What I did this summer...2008!
Do you recognize the building (and the person!) in the photo below? If you have ever watched the TV show House, then you have seen this building that, contrary to the TV show, isactually the Frist Campus Center at Princeton University. While my real reason for spending two weeks at Princeton this summer was to attend the HHMI DNA/Biotechnology workshop, we also happened to be on campus the day they were taping the aerial shots for House. Can you see the helicopter with the mounted camera?
Above is me preparing my buccal (cheek cell) DNA for electrophoresis (using an E-gel); to the right is the E-gel ("DNA fingerprint") showing my two D1S80 alleles...this is a common allele that used to be very common in forensic and paternity testing (because it's an individually unique sequence). The first bright band down you see in my lane (#2, the well is red; the other wells are other people in our lab) shows that I have 511 DNA bases in that allele; the second bright band down shows that I have 413 bases in that allele. This sequence is unique to only my DNA! If you are in my IB Bio or Forensics classes you will learn to read gels just like the one at the right...it's easy once you know how!

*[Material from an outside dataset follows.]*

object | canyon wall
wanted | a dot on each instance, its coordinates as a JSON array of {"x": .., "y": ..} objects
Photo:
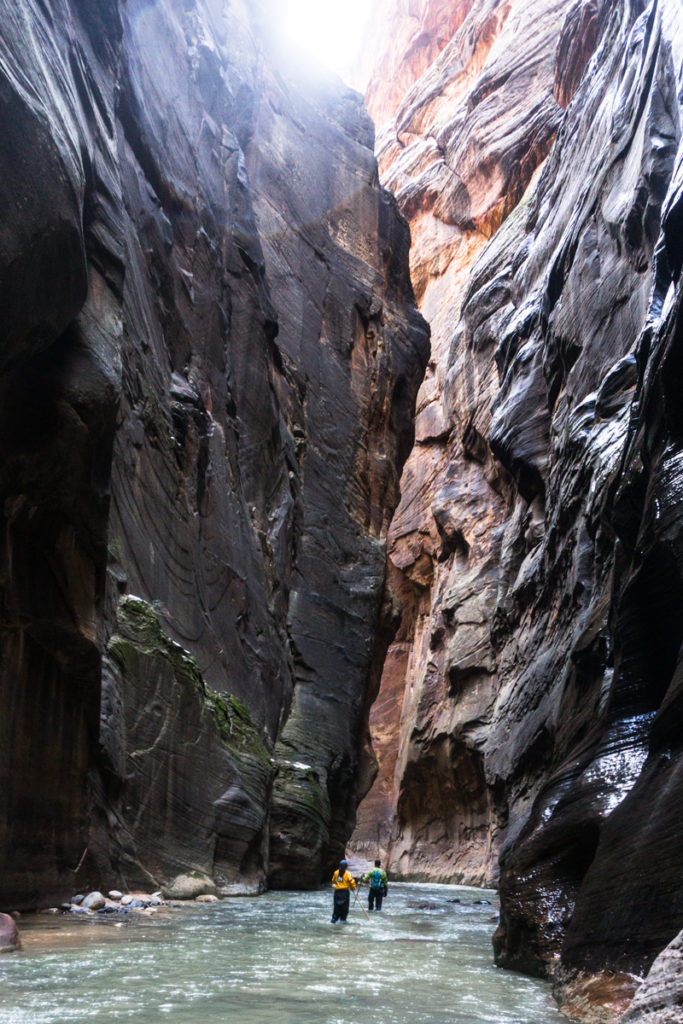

We also used PCR (a DNA amplification technique) to find soil microbes which had a special gene called p450. This gene codes for alkane hydroxlyase, an enzyme that "eats" or breaks down alkanes. Since fossil fuels are a type of alkane, these microbes can "eat" oil! We collected soil found in a crack under an oil spot in the parking lot, screened the soil for this gene (using PCR), and then ligated (inserted) this gene into a plasmid (a loop of DNA). We then put this plasmid with the "oil-eating gene" into a bacterium called E. coli (strain DH5α). We grew this transformed bacteria on agar. The next step is to send this specific p450 gene away for sequencing to see from which bacterium it came! If you want to look up something cool, Google "metagenomics"...it is how we found this gene amongst all the other critters living in our soil sample.